Physics Informed Modeling of Ecosystem Respiration via Dynamic Mode Decomposition with Control Input

Abstract

Ecosystem respiration (Reco) represents a major component of the global carbon cycle, and accurate characterization of its dynamics is essential for a comprehensive understanding of ecosystem-climate interactions and the impacts of climate extremes on the ecosystem. This paper presents a novel data-driven and physics-aware method for estimating Reco dynamics using the dynamic mode decomposition with control input (DMDc) technique, an emerging tool for analyzing nonlinear dynamical systems. The proposed model represents Reco as a state space model with an autonomous component and an exogenous control input. The control input can be any ecosystem driver(s), such as air temperature, soil temperature, or soil water content.

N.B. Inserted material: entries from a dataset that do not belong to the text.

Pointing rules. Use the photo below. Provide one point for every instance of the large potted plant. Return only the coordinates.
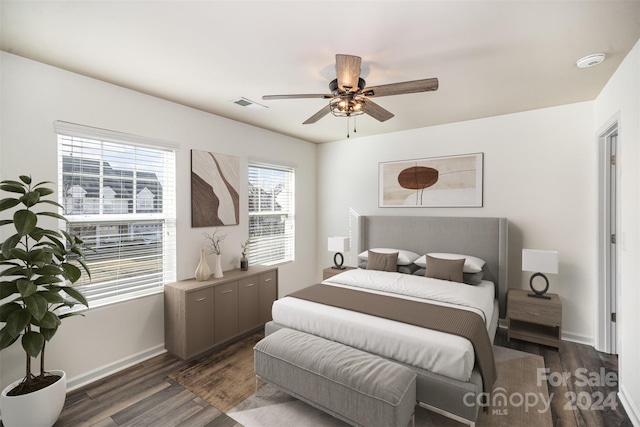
(39, 266)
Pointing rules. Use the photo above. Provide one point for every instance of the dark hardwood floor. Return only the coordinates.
(582, 383)
(144, 395)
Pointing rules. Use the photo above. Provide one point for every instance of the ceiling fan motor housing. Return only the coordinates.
(333, 86)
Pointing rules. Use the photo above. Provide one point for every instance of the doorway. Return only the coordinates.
(608, 241)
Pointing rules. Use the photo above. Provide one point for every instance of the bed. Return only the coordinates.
(449, 379)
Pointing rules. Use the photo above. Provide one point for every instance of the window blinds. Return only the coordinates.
(271, 214)
(118, 193)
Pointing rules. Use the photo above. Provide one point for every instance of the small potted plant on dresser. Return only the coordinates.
(35, 283)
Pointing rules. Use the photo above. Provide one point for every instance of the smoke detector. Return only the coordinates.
(590, 60)
(244, 102)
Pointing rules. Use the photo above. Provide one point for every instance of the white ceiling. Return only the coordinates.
(491, 57)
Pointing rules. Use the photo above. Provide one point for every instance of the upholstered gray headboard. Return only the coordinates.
(484, 238)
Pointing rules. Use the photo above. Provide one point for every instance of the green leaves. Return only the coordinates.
(8, 203)
(35, 264)
(25, 221)
(32, 343)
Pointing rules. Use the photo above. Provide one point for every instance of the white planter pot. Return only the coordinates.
(38, 409)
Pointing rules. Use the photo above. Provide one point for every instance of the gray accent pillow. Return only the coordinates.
(468, 278)
(445, 269)
(473, 278)
(382, 262)
(408, 269)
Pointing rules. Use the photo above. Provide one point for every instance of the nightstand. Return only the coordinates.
(533, 319)
(330, 272)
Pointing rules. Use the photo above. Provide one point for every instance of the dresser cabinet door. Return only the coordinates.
(199, 321)
(268, 294)
(226, 312)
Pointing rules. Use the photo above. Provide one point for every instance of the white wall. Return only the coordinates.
(538, 172)
(35, 95)
(621, 98)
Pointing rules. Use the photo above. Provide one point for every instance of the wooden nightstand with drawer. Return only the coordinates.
(533, 319)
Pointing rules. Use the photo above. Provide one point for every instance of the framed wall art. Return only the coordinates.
(453, 181)
(215, 198)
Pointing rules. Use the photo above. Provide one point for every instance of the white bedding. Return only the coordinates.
(438, 352)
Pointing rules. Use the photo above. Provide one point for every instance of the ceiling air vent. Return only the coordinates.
(244, 102)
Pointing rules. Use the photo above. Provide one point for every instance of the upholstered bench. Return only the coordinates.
(357, 387)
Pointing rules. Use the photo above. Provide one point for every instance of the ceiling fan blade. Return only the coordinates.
(302, 95)
(376, 111)
(317, 116)
(424, 85)
(348, 72)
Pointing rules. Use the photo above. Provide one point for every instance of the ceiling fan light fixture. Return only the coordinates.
(347, 106)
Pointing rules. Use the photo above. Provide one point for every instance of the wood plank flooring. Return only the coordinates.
(144, 395)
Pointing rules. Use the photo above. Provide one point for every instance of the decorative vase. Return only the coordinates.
(39, 408)
(217, 273)
(203, 271)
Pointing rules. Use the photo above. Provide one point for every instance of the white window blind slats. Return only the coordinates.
(119, 197)
(271, 214)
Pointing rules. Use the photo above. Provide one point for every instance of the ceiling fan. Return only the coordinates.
(351, 97)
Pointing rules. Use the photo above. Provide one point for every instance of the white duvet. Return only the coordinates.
(438, 352)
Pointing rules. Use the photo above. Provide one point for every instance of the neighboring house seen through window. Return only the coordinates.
(271, 214)
(118, 193)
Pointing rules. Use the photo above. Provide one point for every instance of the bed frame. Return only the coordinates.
(484, 238)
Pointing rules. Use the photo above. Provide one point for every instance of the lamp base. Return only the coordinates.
(539, 296)
(539, 293)
(338, 259)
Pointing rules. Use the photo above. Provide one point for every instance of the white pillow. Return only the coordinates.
(404, 257)
(471, 264)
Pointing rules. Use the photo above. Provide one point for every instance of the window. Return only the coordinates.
(271, 214)
(118, 193)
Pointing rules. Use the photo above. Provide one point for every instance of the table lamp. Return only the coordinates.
(540, 262)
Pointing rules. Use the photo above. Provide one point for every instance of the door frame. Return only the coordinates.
(608, 218)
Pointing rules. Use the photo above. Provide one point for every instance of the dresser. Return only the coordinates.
(199, 316)
(537, 320)
(329, 272)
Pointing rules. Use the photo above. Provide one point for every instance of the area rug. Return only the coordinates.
(226, 380)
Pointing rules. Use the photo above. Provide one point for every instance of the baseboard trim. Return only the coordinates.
(629, 406)
(112, 368)
(579, 339)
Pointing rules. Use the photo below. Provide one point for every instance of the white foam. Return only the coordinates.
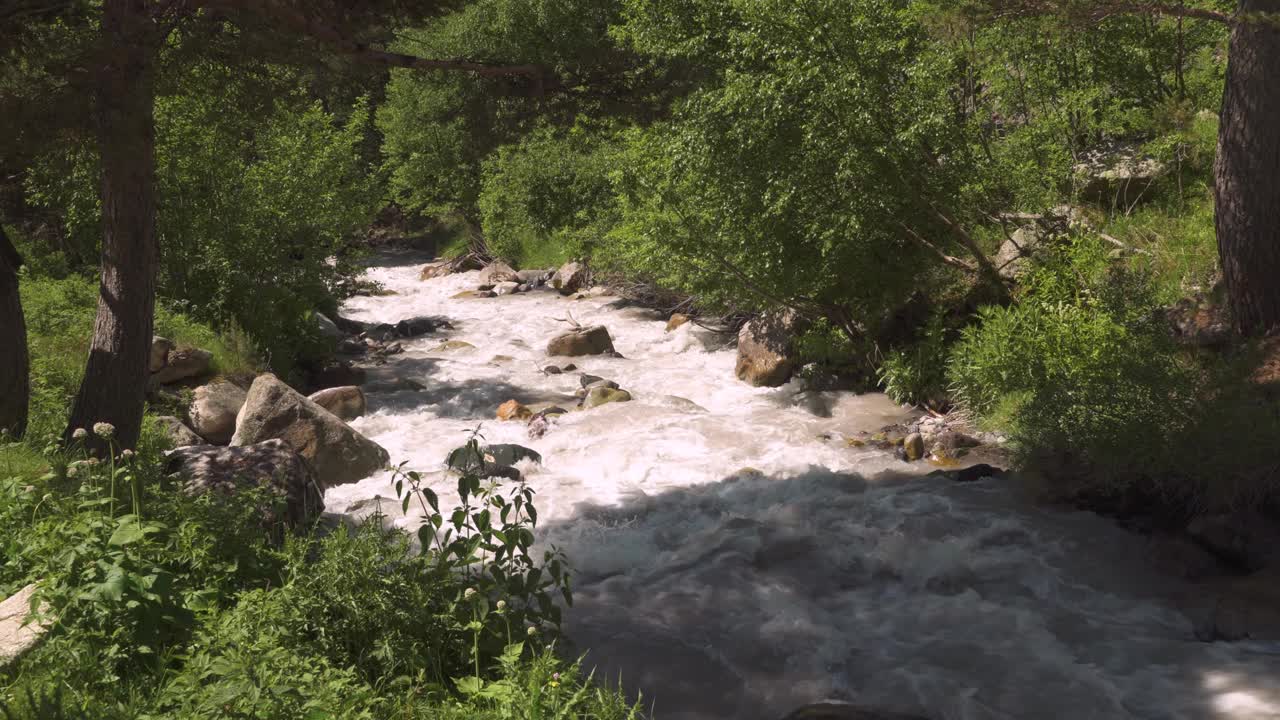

This unique modeling approach allows controlled intervention to study the effects of different inputs on the system. Experimental results using Fluxnet2015 data show that the prediction accuracy of Reco dynamics achieved with DMDc is comparable to state-of-the-art methods, making it a promising tool for analyzing the dynamic behavior of different vegetation ecosystems on multi-temporal scales in response to different climatic drivers.

Figures (1)

• Figure 1: Singular values of the Hankel matrices H of NEEnight and the control input Tair in different Fluxnet sites and vegetation types. The spread of the singular values is an indicator of the predictability of the system. The number of distinct singular values is the number of dominant dynamic modes in the ecosystem. We can observe four to six dominant modes depending on the vegetation type and location.